Many early blues and country musicians employed these tunings and almost invariably used the words “Spanish” and “Vastopol” to describe them. To this day, open D and open G remain the most popular open tunings. “These two tuning are the starting gate for most guitarists,” Ry Cooder explains. “They cover most of the territory. You can do most anything you want. One has the timbre and color, of course, and the other has entirely different vibrant points, tighter strings. The D is the blues. The G is melodic, and it’s all triads. The D suggests the modal world of, say, Blind Willie Johnson – it’s his tuning. The melody is on the top strings, so it’s very handy. And the G is almost hillbilly tuning. It’s banjo tuning. If you look at it that way, then obviously it’s a different world. I started in G tuning before I knew D. Probably the best song to start with is Lead Belly’s ‘C.C. Rider’ – the thing he played flat [lap style]. He chose a beautiful chord at the ninth fret to start the song on. It’s perfect. He didn’t move around. He played the chord and used the notes he had in that position. It’s all right there. But, man, to start the song on that chord! It jumped off the record player at me. It’s like looking over the edge of some cliff. And then where do we go now? The tonic. Whoo! I used to get chicken skin listening to that. I used to think, ‘Go where it’s dangerous and say yes!’ as the yogis like to say. And once I figured out how to put the banjo G on the guitar, all of a sudden there were all of John Lee Hooker’s chords, although he doesn’t play slide. There was the whole thing. Wow.”

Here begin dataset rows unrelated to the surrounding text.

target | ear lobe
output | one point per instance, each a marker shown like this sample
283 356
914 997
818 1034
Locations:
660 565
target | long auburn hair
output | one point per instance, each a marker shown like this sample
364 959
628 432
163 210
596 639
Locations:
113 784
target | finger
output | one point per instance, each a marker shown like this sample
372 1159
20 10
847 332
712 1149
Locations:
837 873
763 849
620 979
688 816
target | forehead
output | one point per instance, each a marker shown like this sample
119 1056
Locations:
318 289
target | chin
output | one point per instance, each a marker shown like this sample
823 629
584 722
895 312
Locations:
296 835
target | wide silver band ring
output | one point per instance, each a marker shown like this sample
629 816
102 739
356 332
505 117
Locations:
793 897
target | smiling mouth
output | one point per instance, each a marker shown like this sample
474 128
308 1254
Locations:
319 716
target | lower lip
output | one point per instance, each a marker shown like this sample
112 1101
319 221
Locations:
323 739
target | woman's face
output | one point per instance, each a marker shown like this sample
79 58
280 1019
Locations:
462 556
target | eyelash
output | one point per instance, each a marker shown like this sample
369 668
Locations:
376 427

Long before John Lee Hooker emerged on record in the late 1940s, other Mississippi-bred bluesmen favored open G, notably Charley Patton, Son House, and Willie Brown, as well as their immediate followers Robert Johnson and Muddy Waters. Johnson, for example, used Spanish on his 1936 recordings of “Walkin’ Blues” and “Cross Road Blues.” Five years later, Muddy Waters played slide in open G on his very first record, “Country Blues,” recorded in a country shack by Alan Lomax for the Library of Congress. Interviewed on record immediately after he’d completed the take, Waters calmly described how the song had “come from the cotton field and the boy what put the record out – Robert Johnson. He put out ‘Walkin’ Blues.’ But I knowed the tune ’fore I heard it on the record. I learned it from Son House.” Muddy added that he picked up his bottleneck style from Son House, and described the three tunings he played in as the “natural,” “straight E” (a variation of Vastopol) and “Spanish.” (In the photo at right, Muddy is seen in Clarksdale circa 1942, clutching a comp pressing of his first 78.)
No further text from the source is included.